Olivier, paysagiste des Ardennes, parle lui aussi de « renaissance du mouvement alors que les travaux [de Cigéo] vont bientôt commencer ». Il se souvient être venu il y a des années : « Symboliquement, on avait semé du blé là où se tient le labo aujourd’hui. C’est triste à voir, c’est un territoire sacrifié. »

Cette manifestation s’inscrit dans un moment crucial : les expropriations vont bon train, la gare de Luméville-en-Ornois — achetée en 2007 par un groupe de militants — sera expulsable à compter du 11 octobre, la demande d’autorisation de création (DAC) est en cours d’instruction et les travaux sont annoncés entre fin 2027 et début 2028. « Tout se joue maintenant, c’est le moment de résister, insiste Yasmina.
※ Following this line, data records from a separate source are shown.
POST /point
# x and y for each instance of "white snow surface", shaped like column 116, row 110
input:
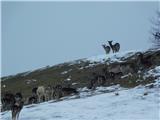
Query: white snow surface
column 103, row 104
column 113, row 57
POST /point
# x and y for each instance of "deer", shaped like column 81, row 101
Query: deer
column 115, row 48
column 106, row 48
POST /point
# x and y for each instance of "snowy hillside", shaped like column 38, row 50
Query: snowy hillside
column 130, row 104
column 132, row 98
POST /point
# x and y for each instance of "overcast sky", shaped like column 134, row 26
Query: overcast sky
column 37, row 34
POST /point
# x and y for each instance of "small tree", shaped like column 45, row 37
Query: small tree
column 155, row 30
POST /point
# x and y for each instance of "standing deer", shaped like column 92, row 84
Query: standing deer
column 115, row 48
column 17, row 106
column 106, row 48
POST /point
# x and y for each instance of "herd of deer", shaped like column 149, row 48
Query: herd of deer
column 15, row 102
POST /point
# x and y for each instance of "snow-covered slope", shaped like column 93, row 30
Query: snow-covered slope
column 130, row 104
column 104, row 103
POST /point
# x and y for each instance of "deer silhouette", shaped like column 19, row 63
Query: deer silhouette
column 115, row 48
column 106, row 48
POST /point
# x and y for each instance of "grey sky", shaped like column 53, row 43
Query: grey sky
column 37, row 34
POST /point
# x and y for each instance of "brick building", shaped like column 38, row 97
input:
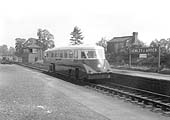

Il faut qu’on arrête de produire ces déchets et qu’on puisse décider, démocratiquement, de ce qu’on en fait. »

Surveillance exacerbée
Le bruit de l’hélicoptère le rappelle : cette manifestation se déroule sous haute surveillance. Les autorités craignent la création d’une nouvelle zone à défendre (zad). 920 gendarmes et des véhicules blindés ont été mobilisés sur ce territoire déjà marqué par une perpétuelle surprésence de l’armée.
La préfecture avait également établi des « zones d’exclusion », dont le bois Lejuc, haut symbole de la lutte antinucléaire à Bure, et les installations de l’Agence nationale pour la gestion des déchets radioactifs (Andra). « La préfecture fait comme si ce n’étaient pas des gens du territoire qui le défendaient, pour créer une confrontation avec les opposants à Cigéo. Pourtant, nombreux sont les habitants qui refusent d’être expropriés de leurs terres », tient à souligner Yasmina.

Les « affrontements » tant redoutés par l’État n’auront été que minimes. Environ une heure après le départ de la manifestation, le cortège se scinde, brièvement, en deux parties : l’une poursuit sur l’itinéraire autorisé, l’autre, composée d’environ 200 personnes du mouvement autonome, parvient à faire reculer les gendarmes avant que des renforts n’arrivent et que des champs ne soient gazés. La gendarmerie a tiré des gaz lacrymogènes et des grenades de désencerclement de type GM2L, rapportent des manifestants. Deux personnes du cortège autonome ont été évacuées pendant la manifestation.
Plus tard, d’autres gaz seront lancés pour empêcher l’accès au bois Lejuc, alors qu’une boum s’improvise dans un champ adjacent au parcours autorisé.
« Bure c’est la terre, pas le nucléaire ! », « Non à l’enfouissement, oui aux paysans ! » : autant de slogans et d’actions qui rappellent l’importance d’un territoire à défendre, d’une préservation des ressources en eau jusqu’à la forêt. Trente ans après, la lutte se réaffirme, plus que jamais.